All of the options for the rndc utility are listed when it is invoked without any as follows:

# rndc

Usage: rndc [-c config] [-s server] [-p port]

[-k key-file ] [-y key] [-V] command

command is one of the following:

reload        Reload configuration file and zones.

reload zone   [class [view]]

Reload a single zone.

refresh zone  [class [view]]

Schedule immediate maintenance for a zone.

reconfig      Reload configuration file and new zones only.

stats         Write server statistics to the statistics file.

querylog      Toggle query logging.

dumpdb        Dump cache(s) to the dump file (named_dump.db).

stop          Save pending updates to master files and stop the server.

halt          Stop the server without saving pending updates.

trace         Increment debugging level by one.

trace level   Change the debugging level.

notrace       Set debugging level to 0.

flush         Flushes all of the server's caches.

flush [view]  Flushes the server's cache for a view.

status        Display status of the server.

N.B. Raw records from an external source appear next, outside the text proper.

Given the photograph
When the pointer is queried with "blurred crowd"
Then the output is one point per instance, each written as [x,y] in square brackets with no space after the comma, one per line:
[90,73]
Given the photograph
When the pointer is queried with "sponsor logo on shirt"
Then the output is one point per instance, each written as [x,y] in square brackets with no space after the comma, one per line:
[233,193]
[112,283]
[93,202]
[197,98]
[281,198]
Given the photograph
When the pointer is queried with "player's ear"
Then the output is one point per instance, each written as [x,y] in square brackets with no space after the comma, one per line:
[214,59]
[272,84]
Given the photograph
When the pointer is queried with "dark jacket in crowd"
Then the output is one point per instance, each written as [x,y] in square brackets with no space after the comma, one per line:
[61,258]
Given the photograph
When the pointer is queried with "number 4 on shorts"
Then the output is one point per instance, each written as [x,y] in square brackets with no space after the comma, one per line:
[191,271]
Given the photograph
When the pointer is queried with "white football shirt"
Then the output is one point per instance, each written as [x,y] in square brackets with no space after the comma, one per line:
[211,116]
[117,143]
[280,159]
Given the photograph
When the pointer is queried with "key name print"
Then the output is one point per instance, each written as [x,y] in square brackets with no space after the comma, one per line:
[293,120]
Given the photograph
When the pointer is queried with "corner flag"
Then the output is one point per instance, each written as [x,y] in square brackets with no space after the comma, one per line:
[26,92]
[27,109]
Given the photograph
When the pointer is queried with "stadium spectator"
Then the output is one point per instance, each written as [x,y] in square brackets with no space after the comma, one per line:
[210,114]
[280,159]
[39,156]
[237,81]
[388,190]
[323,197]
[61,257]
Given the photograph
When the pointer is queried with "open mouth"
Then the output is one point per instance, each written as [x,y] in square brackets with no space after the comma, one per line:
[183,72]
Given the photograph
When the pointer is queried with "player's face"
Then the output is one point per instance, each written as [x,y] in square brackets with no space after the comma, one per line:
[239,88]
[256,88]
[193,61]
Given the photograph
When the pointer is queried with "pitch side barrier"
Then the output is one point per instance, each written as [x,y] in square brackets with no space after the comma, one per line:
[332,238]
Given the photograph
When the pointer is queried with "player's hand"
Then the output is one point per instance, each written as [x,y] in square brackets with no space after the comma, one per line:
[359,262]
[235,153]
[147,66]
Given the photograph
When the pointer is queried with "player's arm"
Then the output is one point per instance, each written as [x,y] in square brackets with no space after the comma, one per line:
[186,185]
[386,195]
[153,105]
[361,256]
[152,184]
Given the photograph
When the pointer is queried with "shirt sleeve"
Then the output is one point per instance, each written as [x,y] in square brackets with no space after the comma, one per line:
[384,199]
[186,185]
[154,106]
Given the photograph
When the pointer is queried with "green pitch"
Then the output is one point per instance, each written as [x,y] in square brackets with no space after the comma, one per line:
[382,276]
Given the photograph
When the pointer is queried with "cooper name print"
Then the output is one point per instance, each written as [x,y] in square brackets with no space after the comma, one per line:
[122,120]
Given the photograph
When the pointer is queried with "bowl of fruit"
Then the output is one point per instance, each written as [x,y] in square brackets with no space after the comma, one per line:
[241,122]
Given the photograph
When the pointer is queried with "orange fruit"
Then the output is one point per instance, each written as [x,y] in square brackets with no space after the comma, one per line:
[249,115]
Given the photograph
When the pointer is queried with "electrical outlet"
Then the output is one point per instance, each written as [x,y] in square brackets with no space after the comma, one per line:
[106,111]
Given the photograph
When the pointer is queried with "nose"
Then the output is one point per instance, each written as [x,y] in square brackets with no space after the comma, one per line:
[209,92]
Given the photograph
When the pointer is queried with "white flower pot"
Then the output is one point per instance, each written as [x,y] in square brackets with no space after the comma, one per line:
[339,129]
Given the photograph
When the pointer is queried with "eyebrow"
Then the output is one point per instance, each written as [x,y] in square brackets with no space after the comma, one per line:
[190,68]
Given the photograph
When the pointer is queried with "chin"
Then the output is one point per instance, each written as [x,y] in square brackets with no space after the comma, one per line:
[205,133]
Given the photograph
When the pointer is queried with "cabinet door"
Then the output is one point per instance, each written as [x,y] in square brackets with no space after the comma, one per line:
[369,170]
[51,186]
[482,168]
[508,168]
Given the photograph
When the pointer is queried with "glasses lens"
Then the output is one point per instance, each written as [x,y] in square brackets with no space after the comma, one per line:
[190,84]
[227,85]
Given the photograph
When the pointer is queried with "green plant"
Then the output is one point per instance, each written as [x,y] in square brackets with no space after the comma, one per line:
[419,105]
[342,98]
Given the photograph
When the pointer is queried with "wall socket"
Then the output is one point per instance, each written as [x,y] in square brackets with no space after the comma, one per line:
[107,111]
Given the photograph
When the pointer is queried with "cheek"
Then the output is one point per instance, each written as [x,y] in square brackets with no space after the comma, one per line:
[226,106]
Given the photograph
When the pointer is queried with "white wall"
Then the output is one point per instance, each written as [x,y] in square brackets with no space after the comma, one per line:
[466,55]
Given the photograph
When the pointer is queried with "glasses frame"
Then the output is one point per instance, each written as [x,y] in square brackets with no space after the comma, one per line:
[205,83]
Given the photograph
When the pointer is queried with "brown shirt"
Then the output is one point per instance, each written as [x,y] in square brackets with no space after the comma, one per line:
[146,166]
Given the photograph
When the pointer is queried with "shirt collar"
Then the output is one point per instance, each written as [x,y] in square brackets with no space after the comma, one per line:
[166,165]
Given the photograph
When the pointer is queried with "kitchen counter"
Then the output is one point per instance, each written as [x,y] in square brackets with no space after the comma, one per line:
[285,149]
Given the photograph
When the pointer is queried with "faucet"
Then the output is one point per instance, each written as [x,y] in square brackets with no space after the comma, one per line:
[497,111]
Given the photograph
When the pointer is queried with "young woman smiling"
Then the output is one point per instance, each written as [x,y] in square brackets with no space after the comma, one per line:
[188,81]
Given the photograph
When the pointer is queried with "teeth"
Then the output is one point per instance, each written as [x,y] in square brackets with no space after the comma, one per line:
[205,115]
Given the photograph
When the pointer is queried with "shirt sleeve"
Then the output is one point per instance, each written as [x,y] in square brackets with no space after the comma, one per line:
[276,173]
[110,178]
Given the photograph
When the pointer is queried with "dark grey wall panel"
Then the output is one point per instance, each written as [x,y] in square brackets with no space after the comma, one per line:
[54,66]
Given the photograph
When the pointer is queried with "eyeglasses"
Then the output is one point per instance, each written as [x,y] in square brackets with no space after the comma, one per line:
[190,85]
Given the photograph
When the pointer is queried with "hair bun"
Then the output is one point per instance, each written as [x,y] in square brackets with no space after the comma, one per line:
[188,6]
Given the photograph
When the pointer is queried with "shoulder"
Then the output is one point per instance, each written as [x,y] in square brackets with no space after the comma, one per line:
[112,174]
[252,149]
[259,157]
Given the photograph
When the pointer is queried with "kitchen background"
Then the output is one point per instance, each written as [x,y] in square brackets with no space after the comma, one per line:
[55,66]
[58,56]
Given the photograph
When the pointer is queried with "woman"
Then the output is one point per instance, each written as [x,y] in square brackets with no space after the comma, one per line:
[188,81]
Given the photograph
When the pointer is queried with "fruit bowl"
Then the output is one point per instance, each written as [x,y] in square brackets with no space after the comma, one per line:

*restart      Restart the server.

* == not yet implemented

Version: 9.2.4

Clearing the Cache

Clear the server's cached data by restarting the named daemon. For example:

sys12# svcs -a | grep dns

online          5:09:02 svc:/network/dns/client:default

online          5:09:25 svc:/network/dns/server:default

sys12# svcadm disable svc:/network/dns/server:default

sys12# svcs -a | grep dns

disabled        6:54:30 svc:/network/dns/server:default

online          5:09:02 svc:/network/dns/client:default

sys12# svcadm enable svc:/network/dns/server:default

sys12# svcs -a | grep dns

online          5:09:02 svc:/network/dns/client:default

online          6:54:45 svc:/network/dns/server:default

Verify that the cache has been cleared using the rndc command:

sys12# rndc dumpdb

sys12# cat /var/named/named_dump.db

;

; Cache dump of view '_default'

;

$DATE 20050112135516

You can use the rndc utility with the reconfig command to cause the named process to reload its configuration file and implement any changes to the zone files as follows:

sys12# rndc reconfig

-----

S10

Administrators use the remote name daemon control program (rndc) to control the operation of a name server. Name servers have always been controlled by administrators sending signals, such as SIGHUP and SIGINT. The rndc utility provides a finer granularity of control, and it can be used both interactively and non-interactively.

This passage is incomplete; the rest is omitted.